Lawmakers created the federal estate tax in 1916. Since then, Congress has changed elements like the tax rate and estate size at which the tax applies.
Currently, a 40% federal tax applies to estate values exceeding $11.7 million for single individuals and $23.4 million for married couples.
There were 6,409 estate tax returns filed in 2019, according to IRS data. About 40% of them (2,570 returns) were taxable. They owed $13.2 billion in net estate tax.
Publicly held stock accounted for the biggest portion of property held by taxable estates. It represented $23 billion, or 30%, of taxable estates.
0.2% owe tax
Historically, between 1% and 2% of U.S. adults who die each year owe estate tax, Kaufman said.
But the share fell to about 0.2% annually from 2011 to 2016, according to most recently available IRS data. That’s the lowest percentage on record, dating to 1934.

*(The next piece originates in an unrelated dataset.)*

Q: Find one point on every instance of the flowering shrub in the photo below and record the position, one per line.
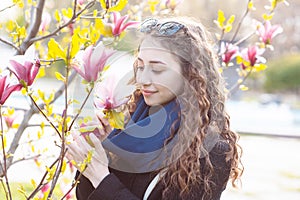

Democrats on the House Ways and Means Committee proposed and passed a plan to cut the taxable asset threshold to $5 million per individual, the same level as in 2010. (The measure is part of a $3.5 trillion budget plan Democrats are weighing.)
In the short-term, the change would likely increase the taxable share to about 0.3% or 0.4% of deceased adults, Kaufman said.
While House Democrats’ proposal wouldn’t significantly raise the share of people subject to estate tax, the policy would raise $52.3 billion over the next five years, according to an estimate from the Joint Committee on Taxation, the nonpartisan tax scorekeeper for Congress. That’s about four times more than tax revenues from 2019 returns.
Declining tax base
The record-low share of estates that owe tax each year is largely attributable to an increase in the taxable asset threshold. That increase effectively reduces the number of estates that owe taxes.
For example, estates of more than $1 million were taxable in the early 2000s. By 2009, that threshold jumped to $3.5 million, and then to roughly $5 million for several years last decade. In 2017, Republicans passed a tax law that doubled the asset threshold to about its current level.
As a result, the number of estate tax returns filed each year decreased by almost 60% from 2010 to 2019, according to the IRS.
The asset threshold would roughly halve after 2025, even without action by Democrats, due to a provision in the Republican tax law.
Total tax revenues
Tax revenues from wealthy estates have also been low by historical standards in recent years.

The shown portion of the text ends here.